The complex asset swap and share issue they announced over the weekend—including the divvying up of RWE-controlled Innogy SE’s assets—is the last death knell for that all-encompassing model

A decade ago, Eon SE and RWE AG were two of Germany’s most valuable companies and their businesses were roughly similar: they generated power (much of it from coal and nuclear), ran energy networks and sold electricity to end consumers.

The complex asset swap and share issue they announced over the weekend—including the divvying up of RWE-controlled Innogy SE’s assets—is the last death knell for that all-encompassing model. Eon will become a company focused purely on energy networks and retail customers, while RWE will combine the two companies’ renewables businesses.

Each company heads off in a clear strategic direction, without needing a heavy cash outlay, and investors will get the chance to pick which model they prefer: one that’s essentially a buyer and distributor of energy (Eon) or one that’s a producer (RWE). Buying out the minority shareholders who own about 23% of Innogy will cost Eon about 5 billion euros ($6.2 billion), but it will get 1.5 billion euros cash from RWE in return.

Inexpensive or not, it’s natural to be confused by yet another upheaval in German utilities. It’s not even two years since the beleaguered RWE and Eon told investors that salvation lay in splitting their fossil power and renewable energy activities. This was in response to plunging wholesale power prices and Germany’s decision to shutter their nuclear power plants.

But both ended up with companies that lumped together the networks and retail businesses with renewables. It never quite felt like a permanent solution. In Innogy’s short life, it’s already warned on profits and parted company with a CEO.
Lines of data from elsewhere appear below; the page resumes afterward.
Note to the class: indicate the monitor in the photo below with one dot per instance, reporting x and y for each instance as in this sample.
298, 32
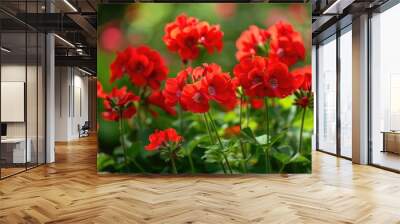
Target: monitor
3, 129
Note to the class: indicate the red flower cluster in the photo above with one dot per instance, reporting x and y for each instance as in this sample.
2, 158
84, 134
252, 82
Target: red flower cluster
163, 139
304, 96
250, 40
286, 43
209, 83
186, 34
261, 77
118, 104
279, 41
157, 98
143, 65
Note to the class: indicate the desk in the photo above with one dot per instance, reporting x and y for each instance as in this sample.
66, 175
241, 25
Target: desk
391, 141
13, 150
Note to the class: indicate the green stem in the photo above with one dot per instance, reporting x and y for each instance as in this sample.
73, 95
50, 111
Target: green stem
121, 138
171, 157
220, 142
244, 163
208, 129
180, 120
126, 158
267, 160
191, 163
248, 113
212, 138
301, 129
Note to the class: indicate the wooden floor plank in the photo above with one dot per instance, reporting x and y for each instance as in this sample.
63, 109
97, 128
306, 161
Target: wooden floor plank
71, 191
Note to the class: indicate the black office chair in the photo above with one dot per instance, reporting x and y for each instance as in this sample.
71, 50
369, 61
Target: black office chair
84, 130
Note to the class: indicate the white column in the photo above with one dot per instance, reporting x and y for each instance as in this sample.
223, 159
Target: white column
50, 92
360, 90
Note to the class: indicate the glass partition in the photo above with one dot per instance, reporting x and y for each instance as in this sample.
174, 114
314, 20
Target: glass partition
22, 101
13, 94
346, 92
327, 95
385, 89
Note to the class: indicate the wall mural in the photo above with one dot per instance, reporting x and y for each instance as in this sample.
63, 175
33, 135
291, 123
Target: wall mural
204, 88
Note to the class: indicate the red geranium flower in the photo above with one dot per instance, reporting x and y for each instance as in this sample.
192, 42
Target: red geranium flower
286, 43
119, 104
249, 42
279, 82
163, 139
219, 87
251, 72
186, 34
256, 103
232, 131
100, 92
143, 65
156, 98
302, 101
193, 99
173, 87
201, 71
302, 78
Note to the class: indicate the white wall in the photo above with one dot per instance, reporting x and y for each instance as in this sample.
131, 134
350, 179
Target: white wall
71, 94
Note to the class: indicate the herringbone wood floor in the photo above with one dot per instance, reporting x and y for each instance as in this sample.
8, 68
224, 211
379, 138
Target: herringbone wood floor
70, 191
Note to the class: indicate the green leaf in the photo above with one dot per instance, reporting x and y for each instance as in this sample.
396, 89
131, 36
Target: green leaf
247, 135
262, 139
283, 154
298, 158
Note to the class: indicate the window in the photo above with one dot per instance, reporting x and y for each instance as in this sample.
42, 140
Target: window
346, 92
385, 89
327, 96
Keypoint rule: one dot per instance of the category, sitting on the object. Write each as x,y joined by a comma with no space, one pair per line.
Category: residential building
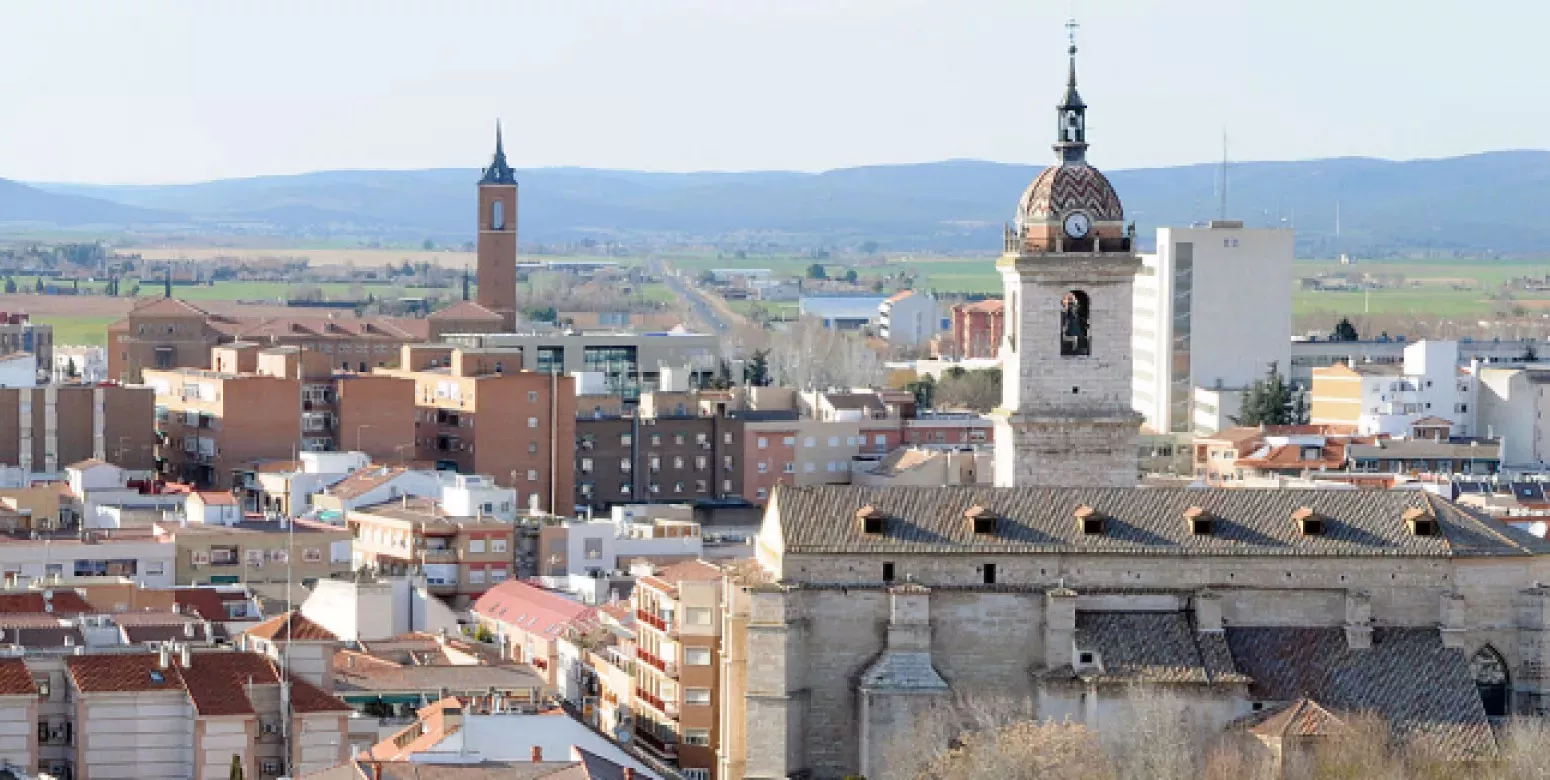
687,452
529,624
1310,352
479,413
182,714
842,312
1386,399
132,552
974,332
631,363
45,428
20,334
258,552
371,608
461,557
498,743
1512,407
84,365
678,659
909,320
1074,600
1191,306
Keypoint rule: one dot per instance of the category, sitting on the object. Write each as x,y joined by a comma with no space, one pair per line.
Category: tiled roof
1422,689
31,602
1136,521
123,673
1298,718
1153,647
16,679
292,627
533,610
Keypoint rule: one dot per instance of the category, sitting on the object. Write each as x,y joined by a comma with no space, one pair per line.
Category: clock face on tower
1078,225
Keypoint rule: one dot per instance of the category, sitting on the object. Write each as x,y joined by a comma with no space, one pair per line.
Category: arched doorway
1490,678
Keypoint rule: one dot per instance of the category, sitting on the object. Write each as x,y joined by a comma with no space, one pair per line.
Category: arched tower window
1490,678
1074,324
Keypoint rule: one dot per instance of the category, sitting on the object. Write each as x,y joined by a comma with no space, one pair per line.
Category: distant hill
1477,203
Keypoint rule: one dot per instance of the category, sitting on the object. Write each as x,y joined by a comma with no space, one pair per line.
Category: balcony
650,619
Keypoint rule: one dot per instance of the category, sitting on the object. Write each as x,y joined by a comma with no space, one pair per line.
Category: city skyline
165,93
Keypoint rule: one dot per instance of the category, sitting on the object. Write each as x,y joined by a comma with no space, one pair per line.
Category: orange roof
33,602
292,627
16,679
532,610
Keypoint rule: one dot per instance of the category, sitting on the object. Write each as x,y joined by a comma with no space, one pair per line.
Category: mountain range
1485,203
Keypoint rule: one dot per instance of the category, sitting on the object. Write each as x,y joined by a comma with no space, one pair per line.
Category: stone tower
498,236
1068,269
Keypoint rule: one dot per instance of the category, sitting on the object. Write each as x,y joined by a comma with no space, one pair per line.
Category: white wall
1240,312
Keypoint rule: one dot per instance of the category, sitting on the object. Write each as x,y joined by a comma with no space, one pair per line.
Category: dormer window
1202,521
1091,521
1420,521
1308,521
981,520
873,520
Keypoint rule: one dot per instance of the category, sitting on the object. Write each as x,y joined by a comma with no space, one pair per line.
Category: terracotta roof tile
16,679
292,627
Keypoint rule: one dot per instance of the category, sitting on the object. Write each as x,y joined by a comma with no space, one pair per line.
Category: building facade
1212,310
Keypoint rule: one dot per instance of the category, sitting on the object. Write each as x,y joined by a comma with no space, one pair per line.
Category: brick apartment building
678,666
975,331
479,413
461,557
676,452
268,403
51,427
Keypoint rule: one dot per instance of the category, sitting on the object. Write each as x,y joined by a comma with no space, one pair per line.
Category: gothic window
1490,678
1074,332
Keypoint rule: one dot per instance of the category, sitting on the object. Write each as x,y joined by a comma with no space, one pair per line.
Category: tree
757,371
1271,400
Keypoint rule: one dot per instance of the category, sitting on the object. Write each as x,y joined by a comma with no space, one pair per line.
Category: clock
1078,225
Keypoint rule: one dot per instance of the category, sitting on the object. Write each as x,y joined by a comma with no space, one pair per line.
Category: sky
189,90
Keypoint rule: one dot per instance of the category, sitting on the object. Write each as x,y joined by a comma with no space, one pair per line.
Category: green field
79,331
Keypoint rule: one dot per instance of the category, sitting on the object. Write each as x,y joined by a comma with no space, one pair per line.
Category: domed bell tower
1068,270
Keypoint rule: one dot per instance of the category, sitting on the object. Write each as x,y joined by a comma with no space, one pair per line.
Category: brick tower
1068,269
498,236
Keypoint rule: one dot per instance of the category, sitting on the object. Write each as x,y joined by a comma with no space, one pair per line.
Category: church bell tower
1068,272
498,236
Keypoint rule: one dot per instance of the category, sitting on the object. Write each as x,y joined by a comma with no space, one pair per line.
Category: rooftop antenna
1223,174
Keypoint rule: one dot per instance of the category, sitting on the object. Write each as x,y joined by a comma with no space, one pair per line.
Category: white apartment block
1212,309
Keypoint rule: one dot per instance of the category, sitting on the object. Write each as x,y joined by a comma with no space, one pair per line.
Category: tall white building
1212,309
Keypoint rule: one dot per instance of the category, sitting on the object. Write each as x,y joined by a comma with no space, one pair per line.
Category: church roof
1136,521
1062,188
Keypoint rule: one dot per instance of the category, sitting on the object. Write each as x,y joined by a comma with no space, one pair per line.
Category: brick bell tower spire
496,258
1068,272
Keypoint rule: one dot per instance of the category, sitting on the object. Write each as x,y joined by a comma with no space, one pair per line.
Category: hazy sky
148,90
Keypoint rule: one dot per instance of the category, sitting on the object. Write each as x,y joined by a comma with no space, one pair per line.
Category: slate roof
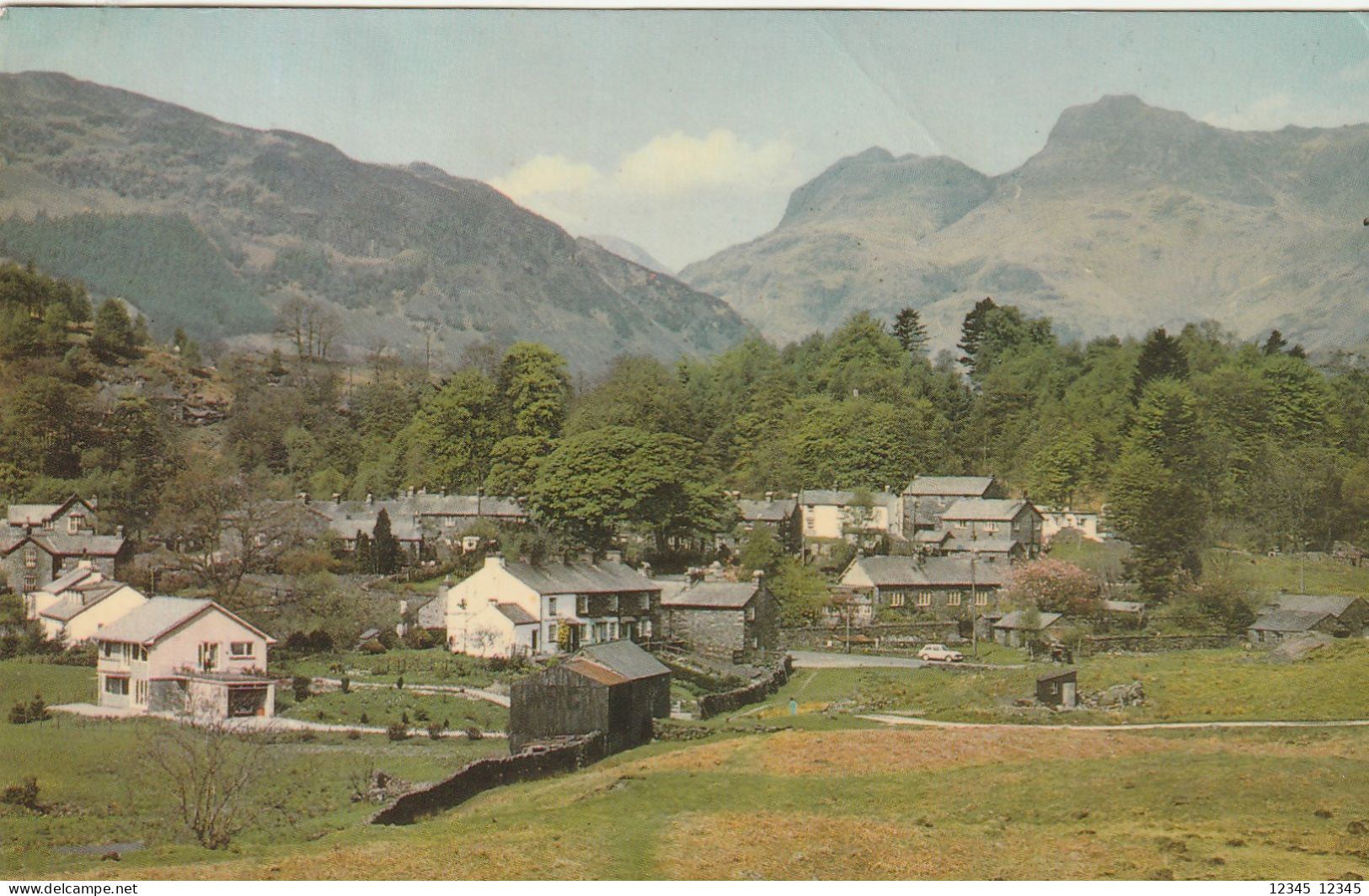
580,578
1332,604
69,580
30,513
950,486
934,571
1290,620
715,595
1014,620
516,615
775,510
956,571
624,659
80,600
157,617
843,499
65,545
992,509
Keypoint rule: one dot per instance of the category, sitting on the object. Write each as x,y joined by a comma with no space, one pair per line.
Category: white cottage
514,608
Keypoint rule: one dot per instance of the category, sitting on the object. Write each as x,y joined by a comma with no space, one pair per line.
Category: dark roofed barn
615,688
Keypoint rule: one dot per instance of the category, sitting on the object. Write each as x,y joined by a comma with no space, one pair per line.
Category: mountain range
210,226
1130,218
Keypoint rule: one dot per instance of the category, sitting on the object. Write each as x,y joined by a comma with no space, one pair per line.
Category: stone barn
731,620
615,688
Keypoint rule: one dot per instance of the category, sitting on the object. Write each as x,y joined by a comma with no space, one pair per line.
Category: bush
24,793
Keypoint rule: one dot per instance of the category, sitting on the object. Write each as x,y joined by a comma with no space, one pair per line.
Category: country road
821,659
928,723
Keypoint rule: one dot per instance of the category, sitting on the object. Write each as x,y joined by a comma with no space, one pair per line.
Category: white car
939,653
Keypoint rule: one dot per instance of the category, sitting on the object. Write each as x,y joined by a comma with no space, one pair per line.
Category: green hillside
162,264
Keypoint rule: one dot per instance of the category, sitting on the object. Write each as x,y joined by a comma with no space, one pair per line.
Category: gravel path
930,723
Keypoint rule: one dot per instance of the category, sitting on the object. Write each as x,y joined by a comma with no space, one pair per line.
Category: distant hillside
1128,218
208,226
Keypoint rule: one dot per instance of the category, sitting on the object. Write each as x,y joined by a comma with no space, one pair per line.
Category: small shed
1020,627
1058,688
615,688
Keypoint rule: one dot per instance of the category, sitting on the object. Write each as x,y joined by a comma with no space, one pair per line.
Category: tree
911,331
536,390
113,335
221,524
1161,357
604,479
212,771
1053,586
514,464
385,550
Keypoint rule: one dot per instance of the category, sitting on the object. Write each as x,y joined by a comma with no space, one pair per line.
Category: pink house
185,655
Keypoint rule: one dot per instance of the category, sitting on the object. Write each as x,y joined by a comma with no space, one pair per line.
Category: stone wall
537,760
1154,643
711,705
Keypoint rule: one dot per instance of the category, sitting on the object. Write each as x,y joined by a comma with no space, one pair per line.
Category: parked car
939,653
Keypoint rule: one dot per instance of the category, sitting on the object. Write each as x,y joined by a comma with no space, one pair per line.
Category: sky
685,131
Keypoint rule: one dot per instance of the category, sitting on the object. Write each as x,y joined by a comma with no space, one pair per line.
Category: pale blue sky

The challenges for traditional utilities are myriad, so it makes sense for them to try to simplify where they can. Renewables projects are subject to huge price pressure. Battery storage and decentralized power generation are going to transform electricity networks. Meanwhile, energy efficiency is curtailing how much electricity we use, but utilities are still having to pay for electric vehicle charging infrastructure—which may cause demand to spike eventually.